The extracted watermark and NC after video cropping attack are shown in Table 5. Our algorithm has a slightly better robustness against cropping attacks than literature [23].

Table 5 Results for cropping attack

Compression is the most vulnerable video attack. Video watermark algorithms should be robust to compression attack. H.264 compression is used in watermarked video. The watermark and NC extracted using different compression ratios are shown in Table 6. The experimental results show that the proposed algorithm is robust to compression attack, when the compression ratio is above 60%, our algorithm can fully extract the watermark information, and the watermark information extracted when the compression ratio is 20% has only slight error.

Table 6 Results for compression attack

In addition, the video is susceptible to noise pollution both in storage and transmission. The performance of the algorithm is tested with noise attack. Common noises are salt and pepper noise, Poisson noise, Gaussian noise and so on.
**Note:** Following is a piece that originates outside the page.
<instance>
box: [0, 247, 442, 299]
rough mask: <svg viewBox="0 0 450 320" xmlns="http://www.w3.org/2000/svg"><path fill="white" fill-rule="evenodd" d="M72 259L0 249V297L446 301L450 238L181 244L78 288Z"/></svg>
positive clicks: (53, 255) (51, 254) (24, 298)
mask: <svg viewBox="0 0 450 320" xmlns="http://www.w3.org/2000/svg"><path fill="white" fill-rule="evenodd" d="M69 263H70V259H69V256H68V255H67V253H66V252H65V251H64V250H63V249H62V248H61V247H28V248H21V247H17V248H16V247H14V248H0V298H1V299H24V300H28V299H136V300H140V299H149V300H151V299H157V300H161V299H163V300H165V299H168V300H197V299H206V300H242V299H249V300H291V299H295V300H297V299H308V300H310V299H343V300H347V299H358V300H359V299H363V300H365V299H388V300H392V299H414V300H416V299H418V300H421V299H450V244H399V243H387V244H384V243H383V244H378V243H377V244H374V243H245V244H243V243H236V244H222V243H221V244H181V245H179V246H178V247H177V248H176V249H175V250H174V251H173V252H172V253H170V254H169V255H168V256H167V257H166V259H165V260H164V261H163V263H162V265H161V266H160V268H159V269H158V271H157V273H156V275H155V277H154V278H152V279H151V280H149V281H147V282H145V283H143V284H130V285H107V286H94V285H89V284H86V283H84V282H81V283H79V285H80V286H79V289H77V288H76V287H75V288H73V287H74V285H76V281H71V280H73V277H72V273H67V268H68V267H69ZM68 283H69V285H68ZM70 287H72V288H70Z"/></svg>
Noise-enhanced videos are shown in Fig. 10, and NCs of the extracted watermark are shown in Table 7. All NCs in Table 6 are above 0.9, therefore the algorithm is robust to common noise attacks.

Fig. 10
figure 10

Example of video noise adding

Table 7 Results for noise attack

In order to further prove the effectiveness of our algorithm, we compare it with the watermarking schemes proposed in literature [2, 3]. In [3], all the videos are of size 352 × 288 with number of frames 300, the watermark of size 32 × 32 is presented. In [2], all the videos are of size 352 × 288 with number of frames 300, the watermark of size 23 × 46 is presented. In Table 8, we use NC values to evaluate the robustness of each algorithm, and it can be seen that our algorithm is more robust for equalization, frame deletion, and video compression.

Table 8 Comparison with [2, 3] for different attacks

5 Conclusions

In order to make full use of the correlation and redundancy among adjacent frames of a video, a video is encapsulated as a tensor and high-order singular value decomposition is used to obtain the feature tensor of representing its main energy in this study. The first front slice of the feature tensor is the tensor feature map that contains the main information of each frame of a video. According to the stability of the tensor feature map, a video watermark algorithm based on the tensor feature map is proposed. Different from the general video watermark algorithms, tensor is used in video watermark, the correlation and redundancy among adjacent frames of a video are used to improve the robustness of the algorithm to common video attacks. The watermark information is distributed in each frame of a video by embedding the watermark into the tensor feature map. The robustness and transparency of the algorithm are ensured. However, because a cropped video causes energy loss to its feature tensor, the robustness of the algorithm to cropping attack should be further improved in the future.